In previous publications (Gunning and Glinsky, 2004, 2005; Gunning, 2003), the inventors have introduced an open source tool Delivery that enables users to perform a fully probabilistic seismic inversion for a layer-based model of the reservoir. This is a trace-based inversion, so it produces an ensemble of realisations of the relevant reservoir parameters at each point in the imaged seismic grid over a field. The ‘meso-scale’ layer resolution is usually around 5-20 m. At each ‘common mid-point’ (CMP) location, the inversion provides a full joint-probability distribution of quantities like the layer thicknesses, fluid content, NG, layer times, and velocities. The seismic inversion data produced by Delivery is an array of trace-local stochastic samples from a Bayesian posterior distribution of reservoir layer parameters, which contains complex correlations between layers boundaries, rock properties and fluid information, but no transverse correlations. This inversion data produced by the program is suitable for answering the simple kind of questions mentioned above, such as pointwise histograms of layer thickness, maps of hydrocarbon probability etc, but is not directly suitable for flow calculations per se.
In the past, trend maps have been formed from the results of seismic inversion for properties such as porosity and net sand. These trend maps have then been used to control the geostatistical population of properties and/or objects into the reservoir simulation model. However, none of the rich inter-property and inter-layer correlations were respected. The models have also tended to be built at extremely fine scale (less then a few meters) then upscaled to a coarser scale for reservoir simulation (less than tens of meters).

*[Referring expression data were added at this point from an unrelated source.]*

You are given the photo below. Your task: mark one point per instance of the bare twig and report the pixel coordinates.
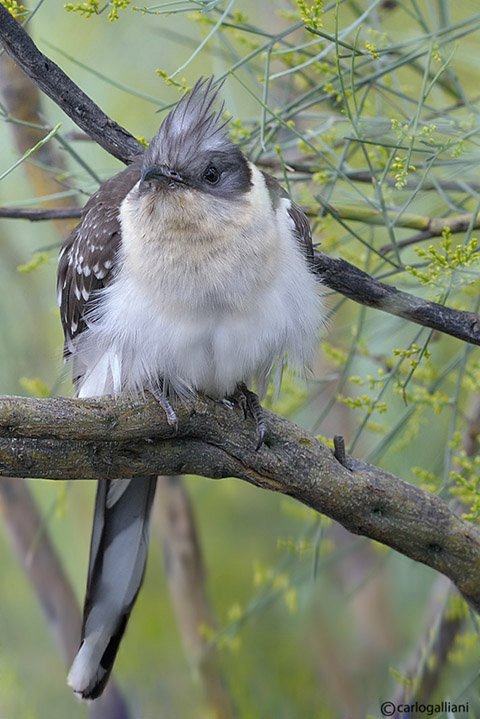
(58, 86)
(59, 213)
(352, 282)
(59, 438)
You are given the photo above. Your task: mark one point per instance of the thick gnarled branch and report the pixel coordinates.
(63, 438)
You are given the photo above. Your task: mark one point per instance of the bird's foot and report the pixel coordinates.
(250, 404)
(166, 405)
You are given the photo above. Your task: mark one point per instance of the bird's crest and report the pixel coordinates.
(192, 127)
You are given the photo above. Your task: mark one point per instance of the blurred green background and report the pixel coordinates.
(313, 622)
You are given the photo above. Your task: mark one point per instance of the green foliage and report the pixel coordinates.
(92, 7)
(366, 107)
(15, 8)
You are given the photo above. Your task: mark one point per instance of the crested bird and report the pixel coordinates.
(189, 271)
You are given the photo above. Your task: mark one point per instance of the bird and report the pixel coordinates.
(191, 271)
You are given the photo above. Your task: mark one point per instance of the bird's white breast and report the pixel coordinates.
(206, 298)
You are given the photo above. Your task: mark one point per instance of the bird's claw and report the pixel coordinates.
(249, 404)
(166, 405)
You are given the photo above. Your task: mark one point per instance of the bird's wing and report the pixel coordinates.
(119, 545)
(303, 233)
(87, 259)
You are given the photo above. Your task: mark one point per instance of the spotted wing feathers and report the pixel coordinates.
(88, 256)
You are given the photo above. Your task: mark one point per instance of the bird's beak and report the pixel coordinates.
(163, 175)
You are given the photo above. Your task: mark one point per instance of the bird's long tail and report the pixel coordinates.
(118, 555)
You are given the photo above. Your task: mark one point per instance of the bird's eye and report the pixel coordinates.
(211, 175)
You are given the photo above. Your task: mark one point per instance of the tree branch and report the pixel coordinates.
(357, 285)
(58, 86)
(64, 438)
(336, 274)
(35, 214)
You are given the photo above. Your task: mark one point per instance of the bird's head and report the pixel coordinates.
(192, 152)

It would therefore be desirable to provide a method for converting seismic inversion data into a form suitable for use in reservoir models for flow simulation and/or volumetric calculations, while preserving the correlations available from the seismic inversion, and also honouring measured well data and preferably other geological constraints. In particular, it would be desirable to provide such a method which makes it possible to estimate and/or reduce uncertainty in the reservoir model.